Beaver, West Virginia-based Albatross Air has one around its neck. It would appear that maintenance and an otherwise intelligent decision not to top the tanks caused a serious crash of one its charters, a Beechcraft 58 Baron (N86BR), in a Rainelle, West Virginia backyard on 18 September 2010. Albatross is a charter, flight instruction and maintenance company.
According to the recently issued NTSB factual report, the Baron was cruising at 8,000ft on the return leg of a charter flight from Morgantown (MGW) back to Mercer County (BLF) with one pilot and four paying passengers. First the right engine unexpectedly shut down, followed shortly thereafter by the right.
The pilot definitely had "the right stuff" in the left seat of the now-quiet cockpit.
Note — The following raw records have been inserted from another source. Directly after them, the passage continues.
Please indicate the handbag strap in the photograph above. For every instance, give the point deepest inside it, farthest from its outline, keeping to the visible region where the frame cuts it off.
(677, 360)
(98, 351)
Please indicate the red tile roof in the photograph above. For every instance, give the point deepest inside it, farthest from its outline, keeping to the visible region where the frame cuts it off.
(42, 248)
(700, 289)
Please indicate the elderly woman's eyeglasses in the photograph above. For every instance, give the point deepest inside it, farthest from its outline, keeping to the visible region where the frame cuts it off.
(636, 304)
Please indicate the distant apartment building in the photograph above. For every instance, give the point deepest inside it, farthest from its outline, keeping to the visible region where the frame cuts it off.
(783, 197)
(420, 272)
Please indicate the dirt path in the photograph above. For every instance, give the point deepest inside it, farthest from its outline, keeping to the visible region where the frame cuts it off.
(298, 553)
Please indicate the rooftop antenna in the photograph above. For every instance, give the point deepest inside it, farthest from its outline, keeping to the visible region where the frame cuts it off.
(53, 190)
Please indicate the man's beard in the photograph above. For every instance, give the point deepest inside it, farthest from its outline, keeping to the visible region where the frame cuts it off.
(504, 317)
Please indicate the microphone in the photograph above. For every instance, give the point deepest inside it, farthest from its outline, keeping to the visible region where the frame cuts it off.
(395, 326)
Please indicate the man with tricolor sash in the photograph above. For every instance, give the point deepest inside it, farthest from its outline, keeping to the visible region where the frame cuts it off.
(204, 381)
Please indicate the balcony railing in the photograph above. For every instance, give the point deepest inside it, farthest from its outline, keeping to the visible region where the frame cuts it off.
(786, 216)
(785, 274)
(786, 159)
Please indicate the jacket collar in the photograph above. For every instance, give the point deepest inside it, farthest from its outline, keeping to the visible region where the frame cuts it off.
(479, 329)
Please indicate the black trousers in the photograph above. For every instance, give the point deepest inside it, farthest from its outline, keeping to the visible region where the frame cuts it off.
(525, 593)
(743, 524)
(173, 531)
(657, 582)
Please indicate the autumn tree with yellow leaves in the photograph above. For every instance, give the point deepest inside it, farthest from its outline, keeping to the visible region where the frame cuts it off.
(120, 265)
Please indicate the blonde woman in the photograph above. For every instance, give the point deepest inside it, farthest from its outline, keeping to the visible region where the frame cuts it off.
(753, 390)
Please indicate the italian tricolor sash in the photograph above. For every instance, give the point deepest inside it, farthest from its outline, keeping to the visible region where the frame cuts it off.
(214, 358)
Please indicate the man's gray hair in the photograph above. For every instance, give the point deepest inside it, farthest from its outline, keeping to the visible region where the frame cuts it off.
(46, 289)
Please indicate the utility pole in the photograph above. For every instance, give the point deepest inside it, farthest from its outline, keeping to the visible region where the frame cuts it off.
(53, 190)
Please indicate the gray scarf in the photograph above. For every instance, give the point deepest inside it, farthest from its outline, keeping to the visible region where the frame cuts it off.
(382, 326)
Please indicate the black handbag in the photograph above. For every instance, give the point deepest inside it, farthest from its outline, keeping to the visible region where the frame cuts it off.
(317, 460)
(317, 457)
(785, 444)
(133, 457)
Before the left engine failed, he tried to turn the left fuel tank selector to cross-feed from the left tank to try and restart the right engine, a natural reaction when an engine fails. The fuel selector wouldn't budge however.
After the left engine failed he feathered both props for maximum glide, set up best glide angle and continued in vain to restart an engine.
Reaching the airport was not an option, so the pilot picked a yard and flew to the ground, sliding about 60ft before hitting the back of a house. As testament to pilot skill and a solid airplane, all five on board received only minor injuries.
An investigation revealed the accident was completely avoidable.
"Further examination of the left fuel selector knob revealed that when in the "On" position, indicating that the left engine was drawing fuel from the left tank, fuel was actually drawing from the right tank," says the NTSB. The left fuel selector valve had been removed, resealed and reinstalled during annual maintenance on 8 September 2010. The NTSB did not state which company did the work.
How much fuel was on board is also a topic of interest. Albatross had topped off the Baron with 200 gallons (194 gallons usable fuel) the week before, flying 3.2 hours in the interim before the accident flight. Had the fuel system worked properly, there would in theory have been plenty of fuel for the flight. NTSB retrieved no fuel from the right tank; the left tank had been punctured during the accident and 5 gallons remained.
Why the pilot was not clued in to the right tank being much lower than it should have been, eventually running dry, is unclear, and had he topped off for the charter flight, the problem would likely have remained uncovered.